In my last column — an Advent column — I wrote about waiting. Implicit in the thought of waiting is the importance of hope. True hope is not mere wishful thinking. It is not an unrealistic day-dreaming for the impossible. One of the important (though little known) stories by my favorite author, J.R.R. Tolkien, is an exploration of the importance of hope. The two main characters seek to define what hope is, and whether it is even possible. One defines hope as “an expectation of good, which though uncertain has some foundation in what is known.” 
The other character agrees that this is a good definition, and a worthwhile type of hope to have and to practice. But then he describes another type of hope that is more personal. It is based not on an abstract “foundation of what is known” but on a personal relationship. This deeper hope is rooted in trust. We hope in something because we trust a person. Returning to the thought of waiting, we are willing to wait in hope for something or somehow because we have reason to trust that someone. This later deeper hope is the hope celebrated and remembered in Advent.
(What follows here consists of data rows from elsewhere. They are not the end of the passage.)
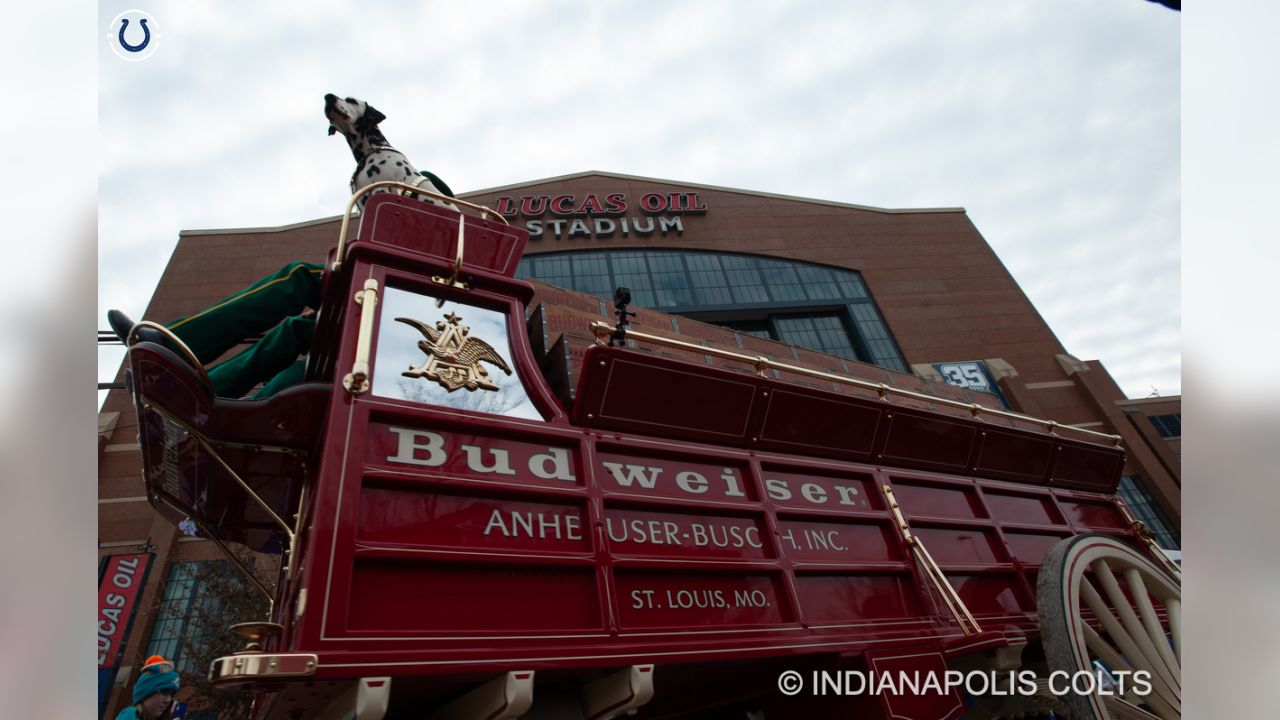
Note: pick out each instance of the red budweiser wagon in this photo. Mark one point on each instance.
(727, 538)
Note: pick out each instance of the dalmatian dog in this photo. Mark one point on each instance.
(375, 159)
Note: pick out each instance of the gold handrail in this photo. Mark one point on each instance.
(603, 331)
(357, 379)
(931, 569)
(405, 188)
(1148, 538)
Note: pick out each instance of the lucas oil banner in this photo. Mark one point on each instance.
(119, 586)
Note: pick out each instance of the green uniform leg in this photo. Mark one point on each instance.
(277, 351)
(254, 310)
(288, 377)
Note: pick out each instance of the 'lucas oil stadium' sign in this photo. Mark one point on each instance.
(602, 215)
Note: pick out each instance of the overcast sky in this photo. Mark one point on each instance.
(1054, 123)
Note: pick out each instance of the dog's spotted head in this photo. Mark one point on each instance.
(352, 118)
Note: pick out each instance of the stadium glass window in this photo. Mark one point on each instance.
(186, 607)
(1143, 505)
(1168, 425)
(813, 306)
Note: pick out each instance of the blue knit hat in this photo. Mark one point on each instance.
(158, 675)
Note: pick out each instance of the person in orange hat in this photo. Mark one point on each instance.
(154, 692)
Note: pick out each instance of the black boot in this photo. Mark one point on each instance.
(122, 326)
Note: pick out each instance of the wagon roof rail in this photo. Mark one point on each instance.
(603, 331)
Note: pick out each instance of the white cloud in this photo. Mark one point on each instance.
(1054, 123)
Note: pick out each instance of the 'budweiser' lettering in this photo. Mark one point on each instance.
(428, 450)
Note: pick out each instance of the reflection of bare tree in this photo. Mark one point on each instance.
(504, 401)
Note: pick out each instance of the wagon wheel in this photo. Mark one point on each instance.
(1133, 636)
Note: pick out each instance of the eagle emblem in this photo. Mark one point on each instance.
(453, 356)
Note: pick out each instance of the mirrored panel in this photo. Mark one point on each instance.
(452, 355)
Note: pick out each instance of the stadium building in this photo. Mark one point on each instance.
(908, 297)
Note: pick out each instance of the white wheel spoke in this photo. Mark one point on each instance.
(1137, 632)
(1119, 589)
(1152, 623)
(1124, 711)
(1104, 650)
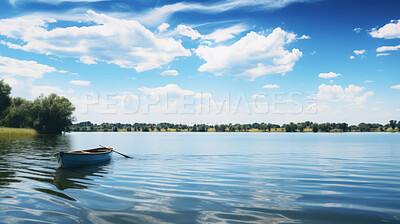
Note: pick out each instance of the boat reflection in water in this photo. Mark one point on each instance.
(84, 157)
(79, 178)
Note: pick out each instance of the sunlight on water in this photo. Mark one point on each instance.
(204, 177)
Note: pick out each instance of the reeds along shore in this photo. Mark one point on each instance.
(16, 132)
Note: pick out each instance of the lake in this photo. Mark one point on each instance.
(205, 178)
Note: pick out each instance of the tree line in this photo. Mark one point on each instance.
(307, 126)
(47, 115)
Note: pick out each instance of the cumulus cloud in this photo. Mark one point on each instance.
(388, 31)
(271, 86)
(171, 89)
(154, 16)
(352, 94)
(357, 30)
(359, 52)
(329, 75)
(252, 56)
(221, 35)
(388, 48)
(395, 87)
(170, 73)
(14, 2)
(22, 68)
(45, 90)
(125, 43)
(304, 37)
(188, 31)
(163, 27)
(80, 82)
(382, 54)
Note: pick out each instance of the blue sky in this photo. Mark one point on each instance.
(207, 61)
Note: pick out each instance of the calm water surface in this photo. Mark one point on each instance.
(204, 178)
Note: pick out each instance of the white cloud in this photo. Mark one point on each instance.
(258, 96)
(357, 30)
(28, 69)
(395, 87)
(388, 48)
(125, 43)
(351, 94)
(252, 56)
(80, 82)
(87, 60)
(163, 27)
(329, 75)
(388, 31)
(221, 35)
(304, 37)
(382, 54)
(171, 89)
(160, 14)
(359, 52)
(170, 73)
(188, 31)
(45, 90)
(271, 86)
(14, 2)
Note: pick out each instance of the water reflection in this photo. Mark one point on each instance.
(79, 178)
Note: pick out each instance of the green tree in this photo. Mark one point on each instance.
(314, 127)
(19, 114)
(52, 114)
(5, 99)
(392, 124)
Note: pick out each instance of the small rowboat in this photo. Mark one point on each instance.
(84, 157)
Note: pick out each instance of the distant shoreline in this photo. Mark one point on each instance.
(307, 126)
(248, 131)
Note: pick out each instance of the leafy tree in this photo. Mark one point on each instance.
(343, 126)
(314, 127)
(19, 114)
(364, 127)
(392, 124)
(52, 114)
(5, 99)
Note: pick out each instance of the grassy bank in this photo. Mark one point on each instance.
(16, 132)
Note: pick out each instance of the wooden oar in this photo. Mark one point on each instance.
(117, 152)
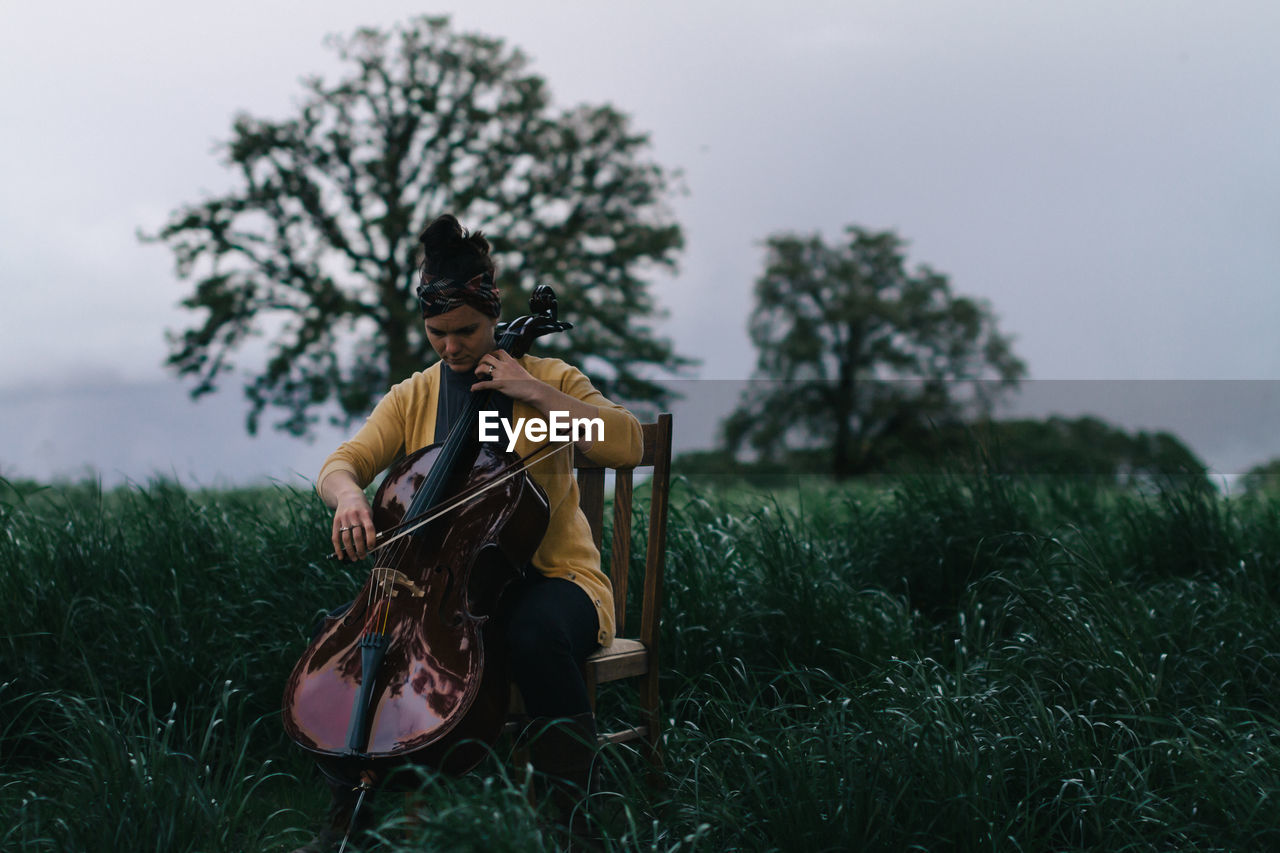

But now Advent is over. Christmas is here. Hope in part comes from, and ultimately leads back to, delight. For families that celebrate Christmas, it is wonderfully illustrated in the delight of a child on Christmas morning. For me, it is also captured by the delight I feel when I briefly hold that beautifully colored brook trout, or Alaskan Dolly Varden char, and admire the magenta or red pearls sewn onto the dark green dress that adorns her sides before letting it slip out of my fingers back into the water. Or the delight in watching a 600-pound brown bear leap full on into a pool in the river and come out with a bright red sockeye salmon in its jaw.
Two others of my favorite authors, the 20th Century poet, essayist and fantasist C.S. Lewis, and the 19th Century Scottish novelist and fairy tale writer George Macdonald (whose works profoundly influenced both Tolkien and Lewis), wrote of delight as being fundamental to our lives. Delight is the opposite of possessiveness. When we desire to possess something, any happiness it might bring us is fleeting and always tinged with jealousy and fear that we might lose it, or unhappiness if it belongs to somebody else. By contrast, delight is in the thing itself. I can delight, without any thought of possession, in the sunrise or sunset or the white blanket that covers the top third of Mount Abe as it towers majestically over the Bristol Gap.
As such, delight is not merely a feeling, but a decision: a virtue we need to practice.
Peter Kreeft, one of my favorite philosophers and a scholar of the writings of Lewis and Tolkien once described love as a fountain flowing and lust as a toilet bowl flushing. The former keeps pouring forth freshness into the world. The later sucks everything down into itself. Delight is like love. As hope is to the waiting of Advent (to the promise of my next trip to Alaska or my next May morning standing in the Middlebury River), so delight is to the enjoyment of all outdoor sports, as it is to the joy of Christmas morning.
Indeed, the practice of delight rather than the lust for possession may be the best hope we have as a nation and a world for the coming year, the coming decade, the impending future.